In this embodiment, products 34 from HSSW zone 10 are fed to an additional hot separation system 148, wherein a liquid phase 150 is obtained for feeding to a hydrotreatment reactor 152, and a gas phase 154 is separated. The liquid phase fed to reactor 152 can suitably be contacted with recycled hydrogen gas, and the product 156 of reactor 152 is mixed with gas phase 154 from hot separator 148 and sent to an additional hot separation system 158 so as to provide a gas phase 160 composed hydrogen, naphtha, kerosene, Diesel, and light VGO that are treated in a finishing reactor 162. The liquid 164 from second hot separator 158 is mixed with product 166 of reactor 162 and sent to a separation stage to recover medium-high quality products or syncrude as desired.
In accordance with this alternative embodiment, catalysts are selected for obtaining a medium-high quality syncrude production integrating a HSSW system and a mild-hydrocracking reaction system in a vacuum residue high pressure high temperature loop. Specifically, reactor 152 has a first bed B1 of metal trapping coke resistant catalyst, and a second bed B2 of HDS-HDN MHCK catalyst, while reactor 162 has a finishing catalyst B3 such as HDS-HDN (Diesel and naphtha finishing) catalyst. In this process, VGO is also converted into distillates. The resulting product quality is excellent, although somewhat lower than quality obtained utilizing other embodiments of the invention.
The systems as illustrated in FIGS. 6-10 above are various embodiments which advantageously integrate one hydrotreatment-hydrocracking process into residue hydrocracking circuit utilizing the hot separation stripping and washing (HSSW) method of the present invention. These different processes each advantageously provide for savings in economy through utilization of already existing high pressure and high temperature conditions, and through treating various fractions in a single reactor, thereby providing for savings in equipment as well.
It should be readily appreciated that FIGS. 3, 4 and 5 illustrate variations of the stripping and washing steps which are all well within the broad scope of the present invention, and which all advantageously provide for high temperature and high pressure separation of a reaction feed into a gas phase and liquid phase containing the desired components for subsequent processing in one, two or more stages of hydrotreatment-hydrocracking, and that FIGS. 7-10 illustrate variations of sequentially integrated hydrotreatment-hydrocracking stages using the hot separation-stripping and washing systems of FIGS. 1, 3, 4 and/or 5 or variations thereof.

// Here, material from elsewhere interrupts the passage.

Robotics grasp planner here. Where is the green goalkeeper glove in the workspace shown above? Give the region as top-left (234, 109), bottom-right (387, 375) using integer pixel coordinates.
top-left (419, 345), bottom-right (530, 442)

In order to illustrate the advantageous results obtained in accordance with the present invention, two processes were run. The first process used a vacuum residue hydrocracking reaction zone followed by hot separation-washing, and a sequentially hydrotreat-hydrocrack of the gas phase produced by the HSSW system. Liquid phase from the HSSW system was stored for further use. In this first process, naphtha, Diesel and VGO fractions were produced and then treated in second and third reaction stages to upgrade yields and quality. This scheme was call SEHP1.

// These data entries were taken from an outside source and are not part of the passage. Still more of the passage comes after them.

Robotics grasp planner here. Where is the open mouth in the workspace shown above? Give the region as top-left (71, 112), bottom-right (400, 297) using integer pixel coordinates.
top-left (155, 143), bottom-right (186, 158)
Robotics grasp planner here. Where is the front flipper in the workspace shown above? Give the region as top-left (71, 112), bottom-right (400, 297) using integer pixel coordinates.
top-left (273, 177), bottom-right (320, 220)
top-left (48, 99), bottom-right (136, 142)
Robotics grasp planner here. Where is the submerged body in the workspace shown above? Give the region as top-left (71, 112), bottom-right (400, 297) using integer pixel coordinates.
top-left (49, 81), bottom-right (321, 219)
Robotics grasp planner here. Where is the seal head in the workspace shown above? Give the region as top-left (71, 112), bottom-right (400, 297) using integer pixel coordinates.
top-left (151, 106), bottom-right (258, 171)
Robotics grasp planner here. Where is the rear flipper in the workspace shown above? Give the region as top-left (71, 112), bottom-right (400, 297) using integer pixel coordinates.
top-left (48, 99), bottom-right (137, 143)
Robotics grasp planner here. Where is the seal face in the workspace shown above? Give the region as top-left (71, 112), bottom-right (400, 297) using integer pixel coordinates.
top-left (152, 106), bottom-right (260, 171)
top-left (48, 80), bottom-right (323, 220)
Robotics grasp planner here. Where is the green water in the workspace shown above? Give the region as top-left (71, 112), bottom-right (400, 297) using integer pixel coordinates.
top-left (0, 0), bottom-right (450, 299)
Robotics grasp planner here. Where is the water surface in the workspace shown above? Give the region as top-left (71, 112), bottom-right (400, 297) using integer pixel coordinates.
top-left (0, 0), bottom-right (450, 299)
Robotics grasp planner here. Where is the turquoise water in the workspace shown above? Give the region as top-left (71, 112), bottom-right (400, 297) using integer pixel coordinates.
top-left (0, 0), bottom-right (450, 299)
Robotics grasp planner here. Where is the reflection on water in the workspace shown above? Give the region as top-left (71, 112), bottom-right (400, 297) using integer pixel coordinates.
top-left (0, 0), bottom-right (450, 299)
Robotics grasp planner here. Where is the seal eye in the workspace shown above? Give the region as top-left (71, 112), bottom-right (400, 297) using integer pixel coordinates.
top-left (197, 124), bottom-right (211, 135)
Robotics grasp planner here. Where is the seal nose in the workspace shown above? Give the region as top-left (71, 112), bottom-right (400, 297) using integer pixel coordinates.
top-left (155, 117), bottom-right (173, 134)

The second process used the same vacuum residue hydrocracking stage (R1) (same operating severity). The product was fed to an HSSW system; the liquid product from the bottom of the HSSW system was stored, and the gas phase produced from the top of the HSSW zone was fed to a second separation system at the same pressure and at 40° C. less temperature, as shown in FIG. 5.

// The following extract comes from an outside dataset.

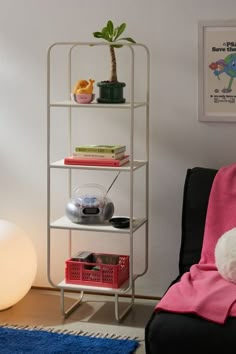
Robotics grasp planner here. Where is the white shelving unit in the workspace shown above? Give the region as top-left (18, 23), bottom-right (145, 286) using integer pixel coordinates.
top-left (47, 42), bottom-right (150, 321)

Gas phase from the second high pressure hot separation system (HSSW) containing hydrogen, naphtha, Diesel, LVGO, C1-C4 hydrocarbon, H2S and NH3, was fed to a hydrotreating zone (R2). The pressure of the gas phase was within about 80 psig of the pressure of the residue hydrocracking reactor outlet (R1); the liquid phase from the second hot separation system (bottom) contained small amounts of Diesel, LVGO and HVGO and was blended with recycled hydrogen and fed to a hydrocracking reactor zone (R3) operated within about 80 psig of the pressure of the residue hydrocracking reactor outlet (R1). The products from the hydrotreating reactor and hydrocracking reactor were combined and fed to a fractionation tower. This scheme is called SEHP2.
Table 5 sets forth the results of these two process schemes using the same temperature space velocity and reactor volume, but using one or two stage of high pressure and high temperature separation. In the second case (two high pressure separators) a high purity of hydrogen makes up gas if needed, are recycled to the hydrocracking reactors. Table 5 shows that yield and quality are improved from the yield and quality fed to the HSSW system. Using one or two stages of separation improve the yield and quality of naphtha, kerosene and Diesel.
Naphtha yields wt %
Jet Fuel wt %
Jet Fuel smoke point
Diesel yields wt %
Diesel Cetane Number
650° F.+ Conversion (R2/R3)
950° F.+ Conversion (R1)
SEPH1 HSSW (FIG. 2 without External Feedstock)
SEPH2 HSSW+HSS (FIG. 6 without External Feedstock)
As shown, the process conducted with high temperature and high pressure stripping and washing followed by a simple hydrotreating and hydrocracking stage (SEPH1) produced more C1-C4/naphtha and VGO and less kerosene-Diesel products than the scheme with HSSW followed by a hot separation system (SEPH2). In addition the product quality is better in the latter process. These processes in accordance with the present invention produced an increase in smoke point of 6-8 numbers, and produced an increase in cetane of 11-14 number (second and third columns) in comparison to the vacuum residue hydrocracking product without integrating the SEHP technology (first column).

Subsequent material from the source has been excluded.